While traditional transformer exports are booming, next-generation solid-state transformer technology is rapidly emerging. Solid-state transformers, also known as power electronic transformers, are hailed as the "energy routers" of new power systems.

Multiple breakthroughs have been achieved in domestic technology. On March 25, 2026, Xinfengguang Electronic Technology Co., Ltd. successfully launched its next-generation solid-state transformer. The product is designed for 10kV input and 800V DC output with a power rating of 2500kW, featuring core advantages including high power density, low loss, and high functional integration. Xinfengguang has been involved in related technology research and development since participating in the National 863 Program in 2006, mastering the entire chain of core technologies including topology design, magnetic circuit optimization, manufacturing processes, and system integration.

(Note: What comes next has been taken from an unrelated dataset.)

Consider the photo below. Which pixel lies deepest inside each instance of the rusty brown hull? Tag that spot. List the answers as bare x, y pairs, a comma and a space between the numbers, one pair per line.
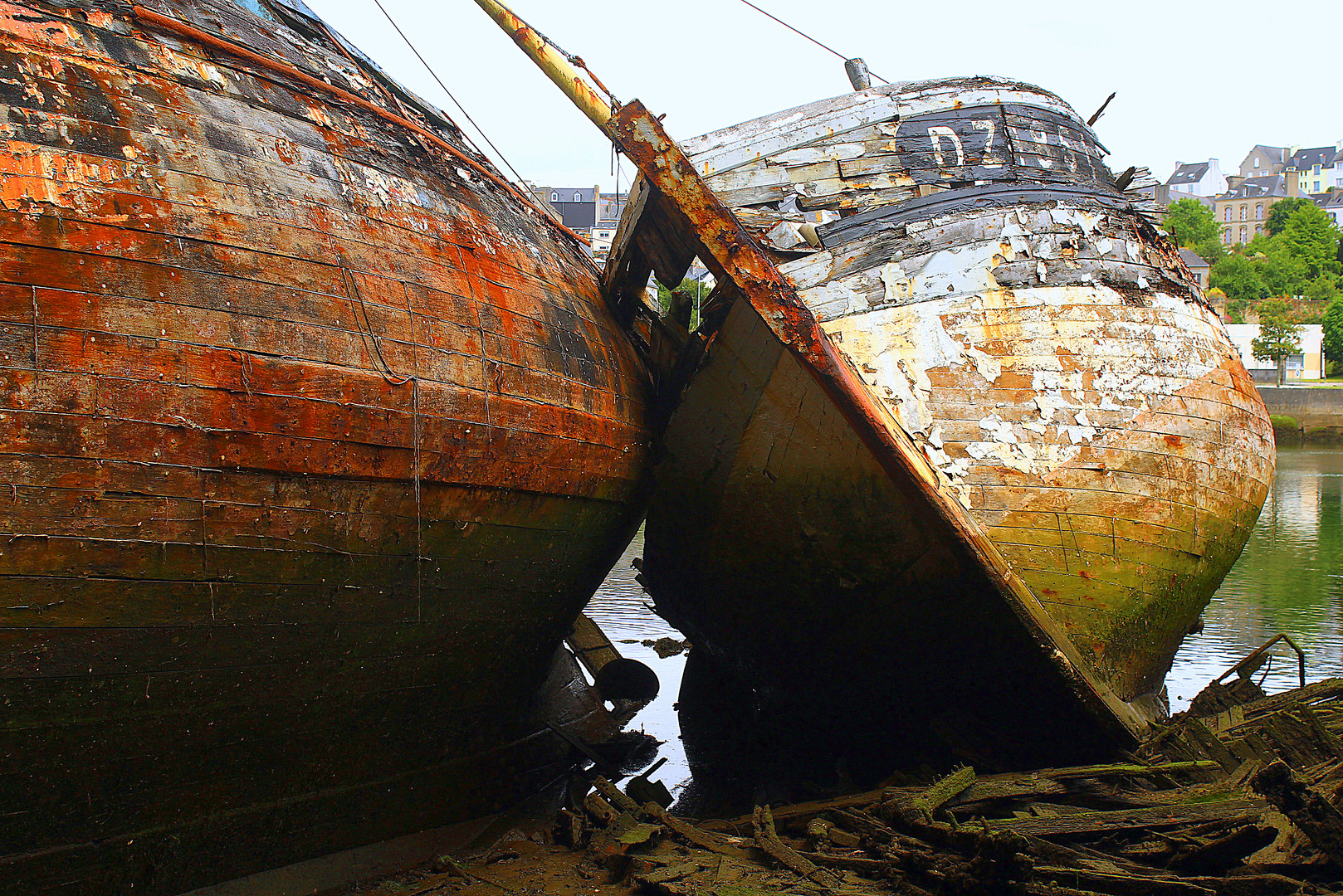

On March 28, 2026, Delta Electronics, Hanteng Technology, and Loongson Technology jointly released a containerized DC mobile intelligent computing center powered by solid-state transformers. The solution uses Delta's solid-state transformer as the core energy backbone, deeply integrates the domestic Loongson 3C6000 CPU and AI acceleration cards, achieves over 98.5% end-to-end energy conversion efficiency, and can be deployed and operational within 24 hours.

Compared to traditional transformers, solid-state transformers offer significant advantages. Traditional transformers operate at 50 or 60 Hz, while solid-state transformers can operate at tens to hundreds of kilohertz, with volume and weight reduced by more than 50%. Traditional transformer conversion efficiency ranges from 95% to 97%, while solid-state transformers achieve over 98.5%. Traditional transformers provide only voltage transformation, whereas solid-state transformers integrate multiple functions including power conversion, dispatching, and control. Traditional transformer response time is on the order of seconds, while solid-state transformers achieve millisecond response, and energy flow changes from unidirectional to bidirectional.

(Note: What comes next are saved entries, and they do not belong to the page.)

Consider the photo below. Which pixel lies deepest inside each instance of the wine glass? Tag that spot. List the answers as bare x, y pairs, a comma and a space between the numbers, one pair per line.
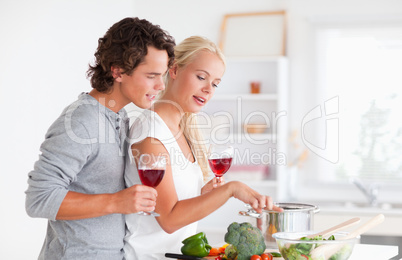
151, 169
220, 158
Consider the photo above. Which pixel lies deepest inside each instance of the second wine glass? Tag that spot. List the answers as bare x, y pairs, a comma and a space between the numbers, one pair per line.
220, 158
151, 169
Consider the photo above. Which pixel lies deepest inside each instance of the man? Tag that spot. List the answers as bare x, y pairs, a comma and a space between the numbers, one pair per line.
78, 183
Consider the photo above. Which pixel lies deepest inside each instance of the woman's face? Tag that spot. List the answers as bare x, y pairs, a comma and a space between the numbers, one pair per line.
194, 85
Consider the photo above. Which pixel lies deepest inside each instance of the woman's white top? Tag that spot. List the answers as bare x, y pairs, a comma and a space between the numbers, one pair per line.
145, 239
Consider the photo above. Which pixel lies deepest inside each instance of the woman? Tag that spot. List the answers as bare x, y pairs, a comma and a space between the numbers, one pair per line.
168, 129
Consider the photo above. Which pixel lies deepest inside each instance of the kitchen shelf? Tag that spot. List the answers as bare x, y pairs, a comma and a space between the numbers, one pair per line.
233, 106
246, 97
241, 136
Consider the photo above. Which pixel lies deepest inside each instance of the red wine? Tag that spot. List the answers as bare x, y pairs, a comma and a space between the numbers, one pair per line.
151, 177
220, 166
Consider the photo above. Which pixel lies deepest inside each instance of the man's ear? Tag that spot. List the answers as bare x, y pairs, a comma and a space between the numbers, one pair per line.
173, 71
116, 73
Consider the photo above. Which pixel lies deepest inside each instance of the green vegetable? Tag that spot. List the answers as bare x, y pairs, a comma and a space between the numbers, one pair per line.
231, 252
247, 239
196, 245
301, 251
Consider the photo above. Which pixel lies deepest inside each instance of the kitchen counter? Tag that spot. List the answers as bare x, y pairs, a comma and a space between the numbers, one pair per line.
361, 251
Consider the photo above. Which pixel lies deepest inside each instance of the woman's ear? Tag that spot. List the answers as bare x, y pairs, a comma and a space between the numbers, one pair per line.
116, 74
173, 71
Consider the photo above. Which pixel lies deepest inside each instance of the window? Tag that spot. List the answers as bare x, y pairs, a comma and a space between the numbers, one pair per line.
360, 68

The main application scenarios for solid-state transformers span multiple fields. In AI data centers, an OCP white paper has clearly proposed that the 800V DC power supply architecture combined with solid-state transformers will become the standard power supply solution for next-generation AI data centers. In smart distribution grids, they can adapt to high-proportion renewable energy integration and AC/DC hybrid distribution networks. In renewable energy integration, they can enhance wind and photovoltaic grid connection capabilities and improve grid adaptability. In energy storage systems, their efficient rectification and bidirectional dispatching capabilities can significantly improve system efficiency. They can also be applied to rail transit traction power supply and electric vehicle ultra-fast charging clusters.

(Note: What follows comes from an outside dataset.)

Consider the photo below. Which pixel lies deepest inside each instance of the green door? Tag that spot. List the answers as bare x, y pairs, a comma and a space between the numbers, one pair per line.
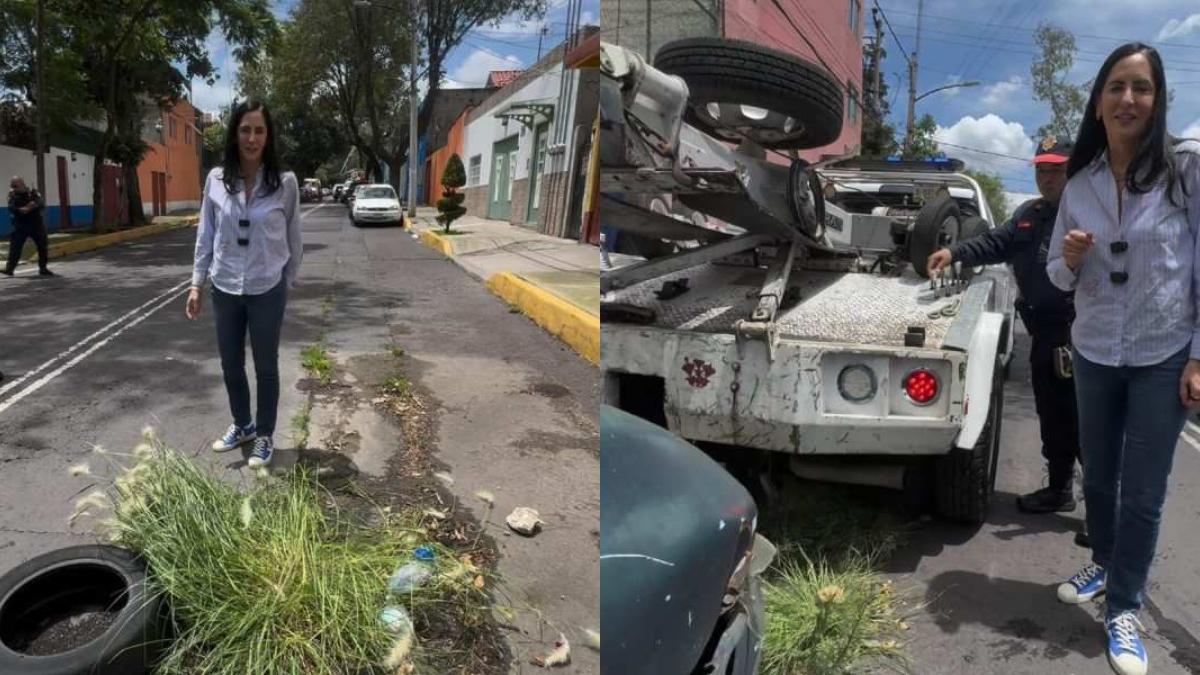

On the international front, LS Electric's subsidiary LS Power Solution recently secured a contract worth 106.6 billion Korean won (approximately 70.2 million US dollars) to supply 345kV ultra-high voltage transformers for a data center microgrid project of a major technology company in the Midwestern United States, with delivery scheduled from the fourth quarter of 2027 to the first half of 2028.

Global capacity expansion remains slow. Major transformer manufacturers have announced expansion plans, but new capacity is not expected to come online until 2027 to 2029. GE Vernova is investing 1 billion US dollars to expand production across multiple US states, with its North Carolina facility adding large transformer capacity. Siemens Energy has an order backlog of 21.4 billion euros. Eaton's electrical business order backlog stands at 15.3 billion US dollars.

Regarding standards development, at the 2026 OCP Global Summit, NVIDIA released a white paper titled "800VDC Architecture for Next-Generation AI Infrastructure," explicitly proposing that the 800V DC power supply architecture combined with solid-state transformers will become the standard power supply solution for next-generation AI data centers.

Industry outlook: Morgan Stanley projects that the US transformer super cycle will continue until 2030, and Goldman Sachs has raised its forecast for US transformer import dependence to 60%. The three factors of AI computing power demand, grid upgrades, and equipment replacement are expected to sustain strong export growth momentum. For solid-state transformers, the three variables of policy support, technological maturity, and application scenario growth have simultaneously matured, and the period from 2027 to 2030 will mark the window for large-scale solid-state transformer applications. Breakthroughs in wide-bandgap semiconductor technologies such as silicon carbide are the core driving force. The choice between traditional transformer and solid-state transformer technology paths will profoundly affect companies' medium to long-term competitiveness.